Le pire, c’est qu’il y a des braves gens un peu paumés qui suivent le mouvement, ignorant qu’ils suivent des monstres.  Ignorant que les valeurs de ces gamins sont basées sur les pires préceptes du régime nazi…

Mais cette fois, personne ne pourra dire « on ne savait pas ».

Le 28 juillet, j’ai subi une tentative d’enlèvement.  Aujourd’hui les hématomes commencent à se résorber.  Le souvenir reste, violent, nauséabond, choquant. Mes agresseurs étaient clairs : « salope, pute à migrants », ou encore « va baiser tes négros ». J'ai eu de la chance, une voiture qui arrivait, des passants... La prochaine victime aura-t-elle autant de chance ou finira-t-elle tabassée et abandonnée entre la vie et la mort dans un caddie de supermarché comme ce jeune ROM enlevé et torturé ? On en est là alors ?  Les insultes ne suffisent plus, il faut agir ?

On a dénombré  9 agressions sur quelques semaines. Les soutiens aux migrants sont désormais en danger.  Certains extrémistes parlent de bruler les domiciles des soutiens, des bénévoles… 

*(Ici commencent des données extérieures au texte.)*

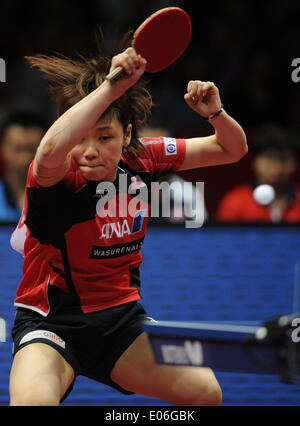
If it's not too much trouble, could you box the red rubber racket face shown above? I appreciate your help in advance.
[132,7,192,73]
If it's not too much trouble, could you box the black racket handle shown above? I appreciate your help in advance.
[105,67,125,84]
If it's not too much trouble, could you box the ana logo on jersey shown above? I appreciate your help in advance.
[99,210,146,240]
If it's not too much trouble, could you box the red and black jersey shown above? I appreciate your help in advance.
[11,137,185,316]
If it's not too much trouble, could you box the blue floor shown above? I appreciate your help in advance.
[0,223,300,406]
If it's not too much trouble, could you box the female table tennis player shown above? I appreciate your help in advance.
[10,31,247,406]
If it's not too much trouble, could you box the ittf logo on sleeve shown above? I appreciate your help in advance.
[164,138,177,155]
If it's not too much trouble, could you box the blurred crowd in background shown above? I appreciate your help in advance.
[0,0,300,223]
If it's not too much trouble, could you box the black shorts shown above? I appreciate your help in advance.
[12,302,149,401]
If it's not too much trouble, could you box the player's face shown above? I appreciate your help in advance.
[71,118,132,182]
[253,150,298,186]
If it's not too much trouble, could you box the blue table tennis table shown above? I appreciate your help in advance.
[144,261,300,383]
[144,313,300,383]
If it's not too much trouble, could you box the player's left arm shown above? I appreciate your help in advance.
[178,80,248,170]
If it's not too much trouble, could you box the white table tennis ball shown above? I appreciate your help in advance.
[253,185,275,206]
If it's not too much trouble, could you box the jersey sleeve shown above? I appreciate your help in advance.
[123,137,186,180]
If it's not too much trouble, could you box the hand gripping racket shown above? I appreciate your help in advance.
[106,7,192,84]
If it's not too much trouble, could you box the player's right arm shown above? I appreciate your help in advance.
[33,48,146,186]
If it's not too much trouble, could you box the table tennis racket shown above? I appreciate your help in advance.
[106,7,192,84]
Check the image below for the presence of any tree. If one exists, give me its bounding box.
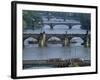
[23,10,42,29]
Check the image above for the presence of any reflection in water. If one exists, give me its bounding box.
[23,43,90,60]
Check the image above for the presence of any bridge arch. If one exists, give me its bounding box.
[53,24,69,30]
[48,36,61,41]
[23,37,38,46]
[71,25,81,29]
[70,37,84,46]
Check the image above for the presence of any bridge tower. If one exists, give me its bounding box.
[39,32,46,47]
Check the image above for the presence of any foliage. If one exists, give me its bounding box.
[23,10,42,29]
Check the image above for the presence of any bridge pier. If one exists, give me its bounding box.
[50,24,53,30]
[85,31,90,47]
[84,37,90,47]
[63,37,69,47]
[39,32,46,47]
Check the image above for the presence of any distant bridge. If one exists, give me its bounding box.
[43,21,81,29]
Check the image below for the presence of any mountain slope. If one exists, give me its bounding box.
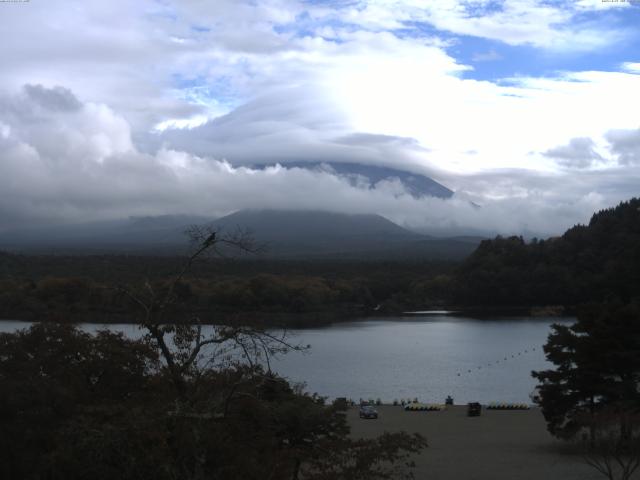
[455,198,640,305]
[213,210,477,258]
[0,210,478,259]
[258,162,453,198]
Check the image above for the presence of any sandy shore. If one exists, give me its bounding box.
[348,406,620,480]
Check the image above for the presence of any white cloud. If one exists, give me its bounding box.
[0,0,640,238]
[0,87,640,240]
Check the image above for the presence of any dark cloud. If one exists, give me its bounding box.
[24,85,82,112]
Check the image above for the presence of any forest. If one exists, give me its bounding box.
[0,198,640,326]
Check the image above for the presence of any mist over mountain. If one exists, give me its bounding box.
[256,161,454,198]
[0,210,481,259]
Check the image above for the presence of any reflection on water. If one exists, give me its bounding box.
[0,315,572,403]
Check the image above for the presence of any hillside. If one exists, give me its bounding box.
[0,210,479,259]
[268,162,453,198]
[454,198,640,306]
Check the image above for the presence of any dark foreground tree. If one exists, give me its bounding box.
[532,303,640,438]
[0,231,426,480]
[579,405,640,480]
[533,303,640,480]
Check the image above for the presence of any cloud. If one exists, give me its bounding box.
[0,87,640,240]
[606,129,640,165]
[471,50,502,62]
[543,137,603,168]
[0,0,640,238]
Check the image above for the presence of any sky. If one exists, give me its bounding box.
[0,0,640,236]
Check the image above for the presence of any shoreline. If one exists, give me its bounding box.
[347,405,604,480]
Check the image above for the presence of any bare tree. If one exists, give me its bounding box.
[117,226,306,398]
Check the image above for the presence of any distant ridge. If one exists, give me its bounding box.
[0,210,479,259]
[257,162,454,198]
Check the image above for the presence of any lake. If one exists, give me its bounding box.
[0,314,573,403]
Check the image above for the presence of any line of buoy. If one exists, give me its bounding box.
[487,402,531,410]
[404,403,445,412]
[457,347,536,377]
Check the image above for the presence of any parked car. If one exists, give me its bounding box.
[360,405,378,418]
[467,402,482,417]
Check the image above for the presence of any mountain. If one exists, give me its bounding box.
[0,210,479,259]
[213,210,479,258]
[454,198,640,306]
[257,162,453,198]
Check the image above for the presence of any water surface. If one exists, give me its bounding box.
[0,314,573,403]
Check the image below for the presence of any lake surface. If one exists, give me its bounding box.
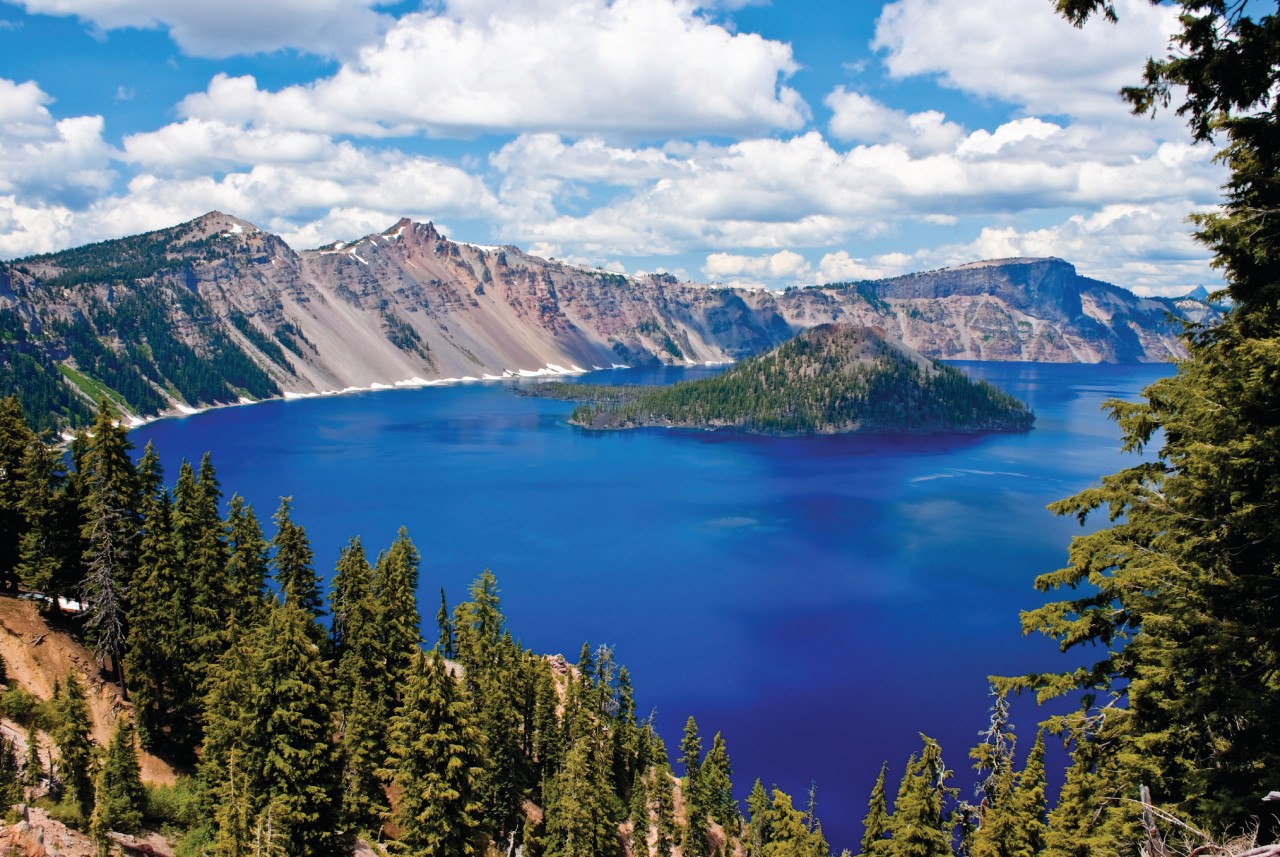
[132,363,1171,853]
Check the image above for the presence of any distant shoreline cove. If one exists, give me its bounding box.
[102,361,732,443]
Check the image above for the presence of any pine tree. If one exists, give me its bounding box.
[124,473,192,750]
[680,715,708,857]
[861,762,890,857]
[387,654,488,857]
[372,527,422,682]
[545,709,621,857]
[52,673,95,821]
[198,624,264,857]
[698,732,741,837]
[764,788,827,857]
[888,734,956,857]
[330,539,389,830]
[15,440,72,599]
[0,735,23,811]
[246,602,346,857]
[0,395,37,590]
[435,586,456,659]
[81,399,141,683]
[22,723,45,788]
[1044,709,1142,857]
[271,498,324,620]
[90,718,147,852]
[968,693,1021,857]
[1002,732,1046,857]
[1021,0,1280,838]
[225,494,270,624]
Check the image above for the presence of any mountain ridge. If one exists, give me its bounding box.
[0,211,1216,423]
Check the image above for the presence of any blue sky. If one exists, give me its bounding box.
[0,0,1225,294]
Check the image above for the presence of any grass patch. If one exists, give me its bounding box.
[58,363,132,411]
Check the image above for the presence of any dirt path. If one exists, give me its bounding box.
[0,596,177,784]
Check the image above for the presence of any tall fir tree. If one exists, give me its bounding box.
[764,788,827,857]
[90,718,147,854]
[0,735,23,811]
[224,494,270,624]
[52,673,96,822]
[742,778,771,857]
[680,715,708,857]
[81,399,141,683]
[15,429,73,599]
[387,654,489,857]
[125,480,200,756]
[435,586,456,659]
[698,732,742,837]
[246,602,349,857]
[330,539,389,831]
[0,395,36,590]
[861,762,890,857]
[888,734,956,857]
[271,498,324,622]
[1021,0,1280,851]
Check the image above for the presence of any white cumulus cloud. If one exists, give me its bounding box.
[0,78,114,208]
[6,0,390,56]
[180,0,808,137]
[873,0,1178,124]
[703,249,813,285]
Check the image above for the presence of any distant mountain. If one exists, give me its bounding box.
[534,325,1034,435]
[0,212,1216,425]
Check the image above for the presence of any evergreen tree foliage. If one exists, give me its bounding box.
[1014,0,1280,854]
[201,604,346,857]
[0,735,23,811]
[329,537,374,661]
[330,539,389,830]
[1006,732,1046,857]
[0,395,36,590]
[271,498,324,622]
[861,762,890,857]
[52,673,95,821]
[387,654,489,857]
[680,715,709,857]
[81,399,141,680]
[372,527,422,679]
[1044,709,1143,857]
[246,602,344,857]
[198,613,262,857]
[764,788,824,857]
[15,439,82,599]
[435,586,456,659]
[744,778,772,857]
[698,732,741,837]
[224,494,270,623]
[124,473,186,748]
[888,734,956,857]
[22,721,45,788]
[90,718,147,847]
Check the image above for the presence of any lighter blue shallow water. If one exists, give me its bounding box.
[132,363,1171,851]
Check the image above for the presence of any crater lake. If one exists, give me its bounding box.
[131,363,1172,853]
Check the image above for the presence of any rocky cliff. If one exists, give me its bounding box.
[0,212,1213,422]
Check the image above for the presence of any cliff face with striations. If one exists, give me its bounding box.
[0,212,1213,420]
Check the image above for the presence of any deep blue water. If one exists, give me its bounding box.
[132,363,1171,852]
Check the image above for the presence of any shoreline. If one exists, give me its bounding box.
[113,361,731,441]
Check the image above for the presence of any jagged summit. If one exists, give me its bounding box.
[0,211,1217,429]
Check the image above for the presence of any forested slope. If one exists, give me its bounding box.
[531,325,1034,435]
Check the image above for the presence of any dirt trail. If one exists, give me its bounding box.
[0,596,177,784]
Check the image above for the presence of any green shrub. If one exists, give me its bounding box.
[142,776,201,830]
[0,686,46,727]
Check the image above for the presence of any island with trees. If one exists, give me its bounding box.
[531,325,1036,435]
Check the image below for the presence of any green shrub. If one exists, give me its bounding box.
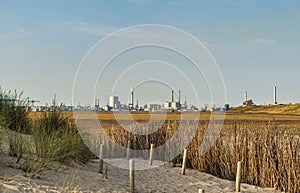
[33,109,92,164]
[0,87,30,134]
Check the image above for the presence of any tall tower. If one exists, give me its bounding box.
[129,87,134,110]
[274,86,278,105]
[172,90,174,102]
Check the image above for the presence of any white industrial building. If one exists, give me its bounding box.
[108,96,121,110]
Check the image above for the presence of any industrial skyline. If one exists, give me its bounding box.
[0,0,300,106]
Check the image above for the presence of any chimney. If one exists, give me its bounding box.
[274,86,278,105]
[172,90,174,102]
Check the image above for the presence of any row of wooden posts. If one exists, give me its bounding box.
[99,141,241,193]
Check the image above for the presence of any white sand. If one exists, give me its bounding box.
[0,154,275,193]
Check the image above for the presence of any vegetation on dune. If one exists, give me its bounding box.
[0,87,93,177]
[105,121,300,193]
[0,87,30,133]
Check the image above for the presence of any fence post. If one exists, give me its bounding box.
[99,144,103,174]
[149,143,154,165]
[129,159,134,193]
[181,149,187,175]
[127,140,130,160]
[235,161,242,192]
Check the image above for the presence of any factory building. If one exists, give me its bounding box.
[108,96,121,110]
[163,90,181,111]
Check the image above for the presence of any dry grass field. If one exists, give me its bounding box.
[30,108,300,193]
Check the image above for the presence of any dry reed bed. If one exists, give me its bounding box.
[105,121,300,193]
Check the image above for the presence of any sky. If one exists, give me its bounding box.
[0,0,300,106]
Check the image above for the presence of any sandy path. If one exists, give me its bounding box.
[0,155,275,193]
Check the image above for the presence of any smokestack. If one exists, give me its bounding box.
[172,90,174,102]
[131,87,134,107]
[245,92,248,101]
[274,86,278,105]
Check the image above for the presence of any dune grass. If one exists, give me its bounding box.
[105,121,300,193]
[0,89,93,177]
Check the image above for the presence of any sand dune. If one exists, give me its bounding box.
[0,155,282,193]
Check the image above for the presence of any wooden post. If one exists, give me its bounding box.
[99,144,103,174]
[235,161,242,192]
[127,140,130,160]
[181,149,187,175]
[149,143,154,165]
[129,159,134,193]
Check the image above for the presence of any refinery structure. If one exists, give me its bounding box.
[27,86,286,112]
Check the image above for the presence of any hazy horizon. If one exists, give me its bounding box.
[0,0,300,106]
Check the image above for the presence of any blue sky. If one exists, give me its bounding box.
[0,0,300,105]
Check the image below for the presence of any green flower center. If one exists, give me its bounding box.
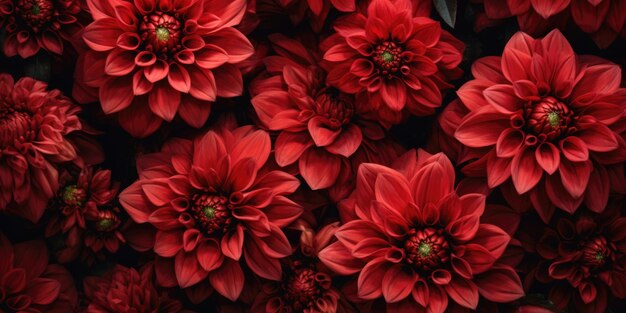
[380,51,394,63]
[548,111,561,128]
[156,26,170,42]
[417,242,433,257]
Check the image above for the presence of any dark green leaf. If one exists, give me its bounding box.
[433,0,456,28]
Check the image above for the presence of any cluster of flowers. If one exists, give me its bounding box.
[0,0,626,313]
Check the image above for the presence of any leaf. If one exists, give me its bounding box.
[433,0,457,28]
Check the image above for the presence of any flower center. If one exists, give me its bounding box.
[525,97,575,141]
[372,41,404,78]
[284,268,322,312]
[63,185,87,207]
[191,194,233,235]
[15,0,54,32]
[96,210,121,232]
[582,237,613,269]
[404,227,450,271]
[0,104,35,149]
[314,88,354,129]
[139,11,182,58]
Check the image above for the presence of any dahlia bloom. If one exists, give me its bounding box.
[120,126,302,301]
[451,30,626,221]
[46,167,126,263]
[476,0,626,48]
[250,35,395,194]
[518,200,626,313]
[322,0,464,123]
[0,0,83,58]
[319,150,524,312]
[0,233,78,313]
[83,265,190,313]
[251,223,352,313]
[77,0,254,137]
[0,74,82,223]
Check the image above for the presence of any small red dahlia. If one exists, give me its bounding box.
[0,0,83,58]
[250,35,395,194]
[518,201,626,313]
[77,0,254,137]
[0,74,82,222]
[450,30,626,221]
[320,150,524,312]
[83,265,191,313]
[0,233,78,313]
[120,126,302,301]
[46,168,126,263]
[251,223,351,313]
[322,0,464,123]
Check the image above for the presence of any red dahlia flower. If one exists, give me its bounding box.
[320,150,523,312]
[83,265,189,313]
[120,126,302,300]
[476,0,626,48]
[0,233,78,313]
[0,74,82,222]
[251,223,353,313]
[251,35,395,195]
[520,202,626,313]
[46,168,126,263]
[322,0,464,123]
[78,0,254,137]
[452,31,626,221]
[0,0,83,58]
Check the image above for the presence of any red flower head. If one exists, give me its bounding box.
[0,74,82,222]
[251,35,395,194]
[251,223,350,313]
[320,150,523,312]
[120,126,302,300]
[476,0,626,48]
[84,265,189,313]
[46,168,125,263]
[322,0,464,123]
[0,0,83,58]
[77,0,254,137]
[518,201,626,313]
[0,233,78,313]
[452,30,626,221]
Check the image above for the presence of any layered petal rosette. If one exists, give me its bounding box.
[120,126,302,301]
[77,0,254,137]
[516,199,626,313]
[0,233,78,313]
[250,35,396,201]
[0,74,82,222]
[322,0,464,123]
[451,30,626,221]
[45,167,126,264]
[83,265,191,313]
[476,0,626,48]
[0,0,83,58]
[320,150,524,312]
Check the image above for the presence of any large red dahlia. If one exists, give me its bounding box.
[83,265,190,313]
[78,0,254,137]
[476,0,626,48]
[322,0,464,123]
[0,74,82,222]
[251,35,395,195]
[0,0,83,58]
[0,233,78,313]
[451,30,626,221]
[120,126,302,300]
[320,150,523,312]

Les gamins aux sourires sympas qui se prennent en photo avec leur IPhone et qui jouent au héros sauveurs de villes sont des dangers. Parce que seuls, ils ne sont que des branleurs attardés en mal de reconnaissance. Mais à plusieurs, ils sont une armée de crétins, asservis à la cause de la haine. 

Ne fermez pas les yeux sur cette jeunesse en mal de reconnaissance, ils sont les bourreaux de demain.